I could see that ghosts were – to use a loaded term – spirits without bodies while zombies were bodies without spirits. I liked zombies – their single-mindedness impressed me. We’re encouraged to see them merely as the living dead but I think that’s unfair. Also unfair is the way that they are denied political status.


This zombie, for example,  is dedicated to a critique of the coercive cult of depression embodied in the colourful and manic clown.  The latter,  in its pre-depraved form, fails to address either the complexity of contemporary experience or the primal simplicity of the incontinent shitting and pissing upon which much slapstick is based.


Zombies also represent the obliterating power of religious belief wherein the sufferer, fuelled by the great light that suspends discernment, arrests experience and neutralises scepticism, subjects those of us still beguiled by the material world to the numb intimacy of the thousand yard stare.

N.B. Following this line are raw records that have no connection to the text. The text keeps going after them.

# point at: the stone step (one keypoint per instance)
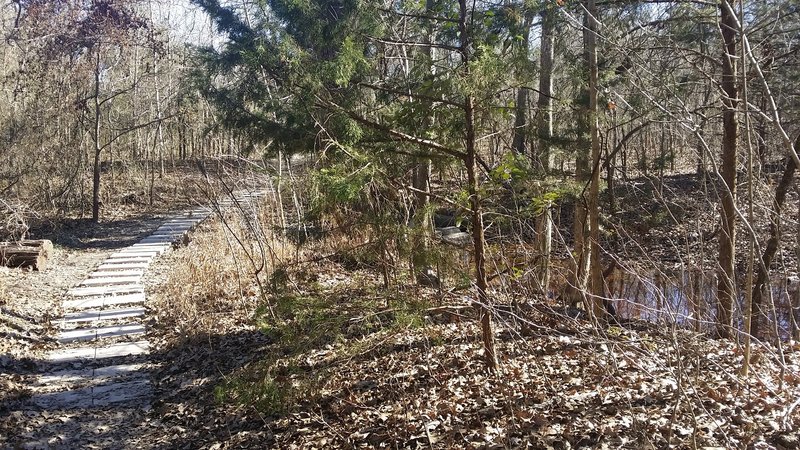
(138, 391)
(117, 273)
(136, 253)
(111, 281)
(99, 301)
(90, 353)
(92, 376)
(73, 319)
(162, 243)
(89, 334)
(154, 242)
(97, 291)
(123, 265)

What if the driven body of the zombie were somehow filled with the restless melancholy of the ghost? Surely this should result in a perfect balance of the softness and hardness that I had been pursuing! I needed to find a large open space to which I could attract great numbers of almost human creatures.


I hired a luxurious coach and filled it with uncooked meat  and a sound system playing Dutch gabber at 180 beats per minute. The coach had a capacity of 76, plus a driver – necessarily undead. It soon filled up. I would follow behind in my Volvo. We drove to Colindale in North London, a site of perfect melancholy.